Othello is a 1965 film based on the National Theatre Company's staging of Shakespeare's Othello (1964–1966) staged by John Dexter. Directed by Stuart Burge, the film stars Laurence Olivier, Maggie Smith, Joyce Redman, and Frank Finlay, who all received Oscar nominations, and provided film debuts for both Derek Jacobi and Michael Gambon.

==Cast==
- Laurence Olivier as Othello
- Maggie Smith as Desdemona
- Joyce Redman as Emilia
- Frank Finlay as Iago
- Derek Jacobi as Cassio
- Robert Lang as Roderigo
- Kenneth Mackintosh as Lodovico
- Anthony Nicholls as Brabantio
- Sheila Reid as Bianca
- Edward Hardwicke as Montano
- Michael Gambon as Senator/Soldier/Cypriot

==Background==
The film retains most of Shakespeare's original play, and does not change the order of scenes, as do Olivier's Hamlet and Richard III. The only major omission is the Fool's scene, although other minor lines are cut here and there, though the stage version contained more of the play than the film. Derek Jacobi (Cassio) and Michael Gambon made their film debuts in Othello, while Edward Hardwicke (Montano) would go on to work with the National for seven years.

The film of Othello used enlarged duplicates of the original stage settings, rather than having elaborate new sets built.

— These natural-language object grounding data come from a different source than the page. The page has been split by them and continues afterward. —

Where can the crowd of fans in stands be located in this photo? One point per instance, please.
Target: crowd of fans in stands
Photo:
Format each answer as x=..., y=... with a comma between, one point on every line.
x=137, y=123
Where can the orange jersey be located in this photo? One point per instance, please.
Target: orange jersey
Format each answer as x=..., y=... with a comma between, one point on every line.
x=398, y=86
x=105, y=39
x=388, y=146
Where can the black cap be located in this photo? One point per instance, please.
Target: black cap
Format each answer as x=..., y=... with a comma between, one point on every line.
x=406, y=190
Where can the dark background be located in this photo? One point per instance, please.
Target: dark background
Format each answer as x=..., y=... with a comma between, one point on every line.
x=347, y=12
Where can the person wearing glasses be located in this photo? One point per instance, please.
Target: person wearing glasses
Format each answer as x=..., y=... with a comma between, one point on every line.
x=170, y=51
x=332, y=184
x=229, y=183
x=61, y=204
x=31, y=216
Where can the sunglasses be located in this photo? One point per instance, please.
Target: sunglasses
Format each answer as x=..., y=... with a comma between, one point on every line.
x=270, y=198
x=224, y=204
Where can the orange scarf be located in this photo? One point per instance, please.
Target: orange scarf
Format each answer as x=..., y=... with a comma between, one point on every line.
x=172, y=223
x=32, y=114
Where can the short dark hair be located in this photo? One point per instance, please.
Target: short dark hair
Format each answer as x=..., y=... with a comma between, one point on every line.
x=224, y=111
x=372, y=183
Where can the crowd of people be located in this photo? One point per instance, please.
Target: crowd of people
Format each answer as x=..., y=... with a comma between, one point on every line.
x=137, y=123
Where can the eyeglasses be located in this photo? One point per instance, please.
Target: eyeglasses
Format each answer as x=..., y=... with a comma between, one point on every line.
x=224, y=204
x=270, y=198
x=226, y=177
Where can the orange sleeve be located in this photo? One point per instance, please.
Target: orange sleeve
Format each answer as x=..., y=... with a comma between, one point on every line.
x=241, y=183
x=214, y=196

Olivier's former backers for his Shakespeare films were all deceased by 1965, and he was unable to raise the money to do a film version on location or on elaborate sets. Nearly a decade earlier, Olivier had been attempting to find financial backing for his own film version of Macbeth after he performed the role in 1955 at Stratford, but ultimately without success. The National Theatre Company had already produced a staged film of Chekhov's Uncle Vanya (1963) and would later produce Strindberg's The Dance of Death (1969). The Olivier Othello is the first English-language filmed version of the play made in colour (there had been a Russian version in colour in 1955) and widescreen. It was the second major film adaptation of the work after a production in 1952 by Orson Welles. In the U.S., it did not play the usual several-week run given to most films; instead, it played for only two days. The film was exhibited as a roadshow presentation.

Of all Olivier's Shakespeare films, Othello is the one with the least music. Iago and the soldiers sing a drinking song in one scene, and in another, musicians are seen playing briefly on exotic instruments, but, otherwise, the film has no music.

==Reception==
Olivier played Othello in blackface, adopting an accent and walk of his own invention. Columnist Inez Robb disparagingly compared Olivier's performance to Al Jolson in The Jazz Singer. She described Olivier's performance as "high camp", and said "I was certainly in tune with the gentleman sitting next to me who kept asking 'When does he sing Mammy?" Film critic Pauline Kael gave the production and Olivier's portrayal one of her most glowing reviews, shaming the major movie studios for giving Olivier so little money to make the film that he and the public had to be content with what was almost literally a filmed stage production, while other films received multimillion-dollar budgets. John Simon, while disagreeing with the approach the production's interpretation took, declared that, "Olivier plays this misconceived Othello spectacularly, in a manner that is always a perverse joy to behold".

One particular thing which has caused distinctive amounts of offense, and a device which primarily works in film rather than on-stage, was Olivier's rolling of his eyes: a mannerism often shown in early depictions of black people in blackface films. This device specifically links to Al Jolson and is unconnected to any Shakespearean-era stage direction.

It remains the only Shakespeare film in which all the principals were nominated for Oscars. Finlay (Iago) was nominated for Best Supporting Actor despite having the role with the most lines in the play: 1117 to Olivier's 856. Olivier does, however, appear on screen three minutes longer than Finlay.

In 2021, music professor Bright Sheng resigned from teaching an undergraduate musical composition class at the University of Michigan because he had shown the movie to students, allegedly without giving a warning that it contained blackface. Sheng said he had intended to show how Giuseppe Verdi adapted Shakespeare's Othello into his opera Otello.